Doctors later reported that while Butler was shocked, he went into cardiac arrest. Emergency medical technicians nearby were able to bring him back to life, but he was still left with permanent impairments such as loss of short and long term memory. Butler’s attorneys have claimed that while he was in cardiac arrest, Butler was deprived of oxygen for at least 18 minutes as a result of the Taser injury.
John Burton, who is representing Butler and his family in the injury lawsuit, told CNN he can prove that tasers can cause heart attacks if fired near a person’s chest, and that Taser International knew about this before October 2006.
“We suspect they had all the necessary data since 2005, since they were funding the study,” Burton told CNN about whether Taser International knew if their weapons could cause harm.
In early 2006, the American College of Cardiology Foundation published a study that was funded by Taser International to see what effects the weapons had on hearts. The testing was performed on pigs, according to CNN.
Within the published piece, authors said it wasn’t likely that Tasers could cause a heart attack, but they did recommend that the darts should not be fired near the heart to avoid the possibility altogether.

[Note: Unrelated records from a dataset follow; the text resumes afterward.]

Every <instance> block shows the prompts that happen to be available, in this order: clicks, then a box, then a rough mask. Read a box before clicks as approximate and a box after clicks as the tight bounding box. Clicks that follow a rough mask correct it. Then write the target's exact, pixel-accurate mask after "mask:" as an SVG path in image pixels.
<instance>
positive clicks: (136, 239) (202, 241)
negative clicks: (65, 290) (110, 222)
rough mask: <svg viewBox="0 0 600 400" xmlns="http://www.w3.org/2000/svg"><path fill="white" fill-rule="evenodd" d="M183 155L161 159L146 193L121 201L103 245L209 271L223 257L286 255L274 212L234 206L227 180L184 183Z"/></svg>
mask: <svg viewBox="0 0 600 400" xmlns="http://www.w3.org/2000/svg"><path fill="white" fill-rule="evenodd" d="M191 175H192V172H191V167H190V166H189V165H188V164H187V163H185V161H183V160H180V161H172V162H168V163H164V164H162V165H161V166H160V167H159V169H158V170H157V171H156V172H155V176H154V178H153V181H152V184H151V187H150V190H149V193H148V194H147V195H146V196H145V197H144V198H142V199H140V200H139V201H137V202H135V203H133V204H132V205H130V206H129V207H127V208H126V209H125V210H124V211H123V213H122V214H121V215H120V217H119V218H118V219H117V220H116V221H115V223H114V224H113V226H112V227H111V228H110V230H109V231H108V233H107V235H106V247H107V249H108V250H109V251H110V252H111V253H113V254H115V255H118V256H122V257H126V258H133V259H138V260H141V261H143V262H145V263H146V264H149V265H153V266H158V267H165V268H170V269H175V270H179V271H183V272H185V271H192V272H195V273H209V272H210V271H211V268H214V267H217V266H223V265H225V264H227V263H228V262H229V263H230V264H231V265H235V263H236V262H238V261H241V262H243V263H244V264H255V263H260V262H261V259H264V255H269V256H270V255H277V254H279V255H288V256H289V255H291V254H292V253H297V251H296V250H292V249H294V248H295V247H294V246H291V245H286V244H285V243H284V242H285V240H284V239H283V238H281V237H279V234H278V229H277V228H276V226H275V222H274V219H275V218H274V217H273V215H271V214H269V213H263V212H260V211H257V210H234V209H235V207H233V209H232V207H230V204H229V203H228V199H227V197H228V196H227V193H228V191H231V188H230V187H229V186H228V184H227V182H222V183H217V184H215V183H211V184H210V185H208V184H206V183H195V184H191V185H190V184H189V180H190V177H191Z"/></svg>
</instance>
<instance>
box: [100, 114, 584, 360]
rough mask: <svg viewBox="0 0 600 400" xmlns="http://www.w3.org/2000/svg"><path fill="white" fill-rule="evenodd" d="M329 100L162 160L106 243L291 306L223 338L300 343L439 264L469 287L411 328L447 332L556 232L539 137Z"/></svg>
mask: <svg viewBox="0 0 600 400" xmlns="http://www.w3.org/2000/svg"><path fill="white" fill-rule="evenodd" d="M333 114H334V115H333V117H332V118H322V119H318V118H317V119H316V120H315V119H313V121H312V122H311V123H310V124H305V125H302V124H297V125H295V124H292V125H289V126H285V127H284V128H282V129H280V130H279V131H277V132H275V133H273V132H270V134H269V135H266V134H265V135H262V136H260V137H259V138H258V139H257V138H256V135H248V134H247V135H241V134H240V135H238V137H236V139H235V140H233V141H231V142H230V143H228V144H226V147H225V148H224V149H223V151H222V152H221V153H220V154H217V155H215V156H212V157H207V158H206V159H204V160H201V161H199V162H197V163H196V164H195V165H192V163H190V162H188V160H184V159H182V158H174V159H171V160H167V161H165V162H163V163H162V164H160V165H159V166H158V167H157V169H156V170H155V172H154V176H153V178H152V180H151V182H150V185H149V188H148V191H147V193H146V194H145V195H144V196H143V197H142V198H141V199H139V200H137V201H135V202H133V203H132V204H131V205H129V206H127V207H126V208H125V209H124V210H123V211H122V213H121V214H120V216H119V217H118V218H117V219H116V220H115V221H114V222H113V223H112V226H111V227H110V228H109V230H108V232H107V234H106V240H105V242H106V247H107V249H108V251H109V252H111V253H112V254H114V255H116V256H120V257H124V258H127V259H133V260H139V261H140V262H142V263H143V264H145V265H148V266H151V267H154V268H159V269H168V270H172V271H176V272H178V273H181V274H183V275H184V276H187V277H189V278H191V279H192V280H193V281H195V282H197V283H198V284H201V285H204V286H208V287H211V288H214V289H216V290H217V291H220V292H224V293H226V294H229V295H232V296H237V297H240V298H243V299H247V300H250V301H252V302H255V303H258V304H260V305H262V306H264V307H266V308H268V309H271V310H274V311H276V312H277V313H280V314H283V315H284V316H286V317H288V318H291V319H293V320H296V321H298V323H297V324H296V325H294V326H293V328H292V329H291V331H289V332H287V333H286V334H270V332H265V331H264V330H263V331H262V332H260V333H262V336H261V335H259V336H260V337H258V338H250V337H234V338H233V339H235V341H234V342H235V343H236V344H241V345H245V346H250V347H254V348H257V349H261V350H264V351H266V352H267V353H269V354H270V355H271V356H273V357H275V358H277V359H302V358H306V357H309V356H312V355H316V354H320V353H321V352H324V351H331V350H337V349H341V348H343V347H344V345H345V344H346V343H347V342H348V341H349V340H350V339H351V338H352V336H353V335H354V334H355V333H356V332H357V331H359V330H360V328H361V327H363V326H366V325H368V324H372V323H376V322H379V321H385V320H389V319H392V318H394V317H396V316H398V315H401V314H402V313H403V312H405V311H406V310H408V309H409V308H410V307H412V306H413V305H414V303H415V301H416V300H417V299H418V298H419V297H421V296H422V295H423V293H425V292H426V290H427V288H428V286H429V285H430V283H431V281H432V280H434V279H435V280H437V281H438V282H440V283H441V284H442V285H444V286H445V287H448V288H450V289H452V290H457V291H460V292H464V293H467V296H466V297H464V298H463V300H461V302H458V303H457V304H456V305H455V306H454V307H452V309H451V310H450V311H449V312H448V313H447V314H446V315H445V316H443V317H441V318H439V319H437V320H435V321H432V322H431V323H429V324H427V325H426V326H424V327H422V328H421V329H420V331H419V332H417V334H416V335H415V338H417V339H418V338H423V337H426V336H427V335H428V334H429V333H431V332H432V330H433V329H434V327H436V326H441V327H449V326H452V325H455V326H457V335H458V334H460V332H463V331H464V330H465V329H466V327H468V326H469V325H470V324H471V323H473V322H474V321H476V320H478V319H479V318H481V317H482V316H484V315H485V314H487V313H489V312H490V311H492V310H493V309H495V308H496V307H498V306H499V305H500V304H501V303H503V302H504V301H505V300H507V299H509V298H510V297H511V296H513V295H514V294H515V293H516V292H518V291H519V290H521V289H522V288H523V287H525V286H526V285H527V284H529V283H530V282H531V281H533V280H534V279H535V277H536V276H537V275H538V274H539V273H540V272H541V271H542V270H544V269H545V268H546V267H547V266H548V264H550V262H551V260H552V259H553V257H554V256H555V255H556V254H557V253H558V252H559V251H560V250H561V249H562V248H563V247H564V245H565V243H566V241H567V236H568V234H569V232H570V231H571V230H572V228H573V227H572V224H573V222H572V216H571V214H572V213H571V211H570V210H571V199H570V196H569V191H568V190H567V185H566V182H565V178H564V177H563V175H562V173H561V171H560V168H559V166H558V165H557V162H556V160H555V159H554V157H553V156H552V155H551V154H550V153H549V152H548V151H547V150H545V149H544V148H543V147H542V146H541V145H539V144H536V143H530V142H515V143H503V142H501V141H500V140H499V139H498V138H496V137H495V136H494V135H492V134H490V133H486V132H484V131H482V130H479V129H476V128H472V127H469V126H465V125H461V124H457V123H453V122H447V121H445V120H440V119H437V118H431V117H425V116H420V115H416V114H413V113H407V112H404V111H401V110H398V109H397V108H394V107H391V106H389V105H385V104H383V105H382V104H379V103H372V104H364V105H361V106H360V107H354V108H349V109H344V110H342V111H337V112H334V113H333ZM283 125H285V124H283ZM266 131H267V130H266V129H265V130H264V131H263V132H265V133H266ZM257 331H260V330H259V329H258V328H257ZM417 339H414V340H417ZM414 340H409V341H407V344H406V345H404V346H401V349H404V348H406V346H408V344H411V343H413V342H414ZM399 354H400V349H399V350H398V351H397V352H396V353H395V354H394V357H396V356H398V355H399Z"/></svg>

The shock coming from darts connected to wires that lead from the handheld Taser mechanism can drastically spike a person’s heart rate, CNN reported. An average resting heart rate is between 60 and 80 beats per minute but a Taser shock can spike a heart rate to as high as 220 beats per minute.
Dr. Douglas Zipes, an Indianapolis-based cardiologist, is scheduled to testify against Taser International.
“I think Taser has been disingenuous and certainly up to 2006 — the case we are talking about — Taser said in their educational materials that there was no cardiac risk whatsoever, that Taser could not produce a heart problem, that there was no long lasting effect from Taser,” Zipes told CNN.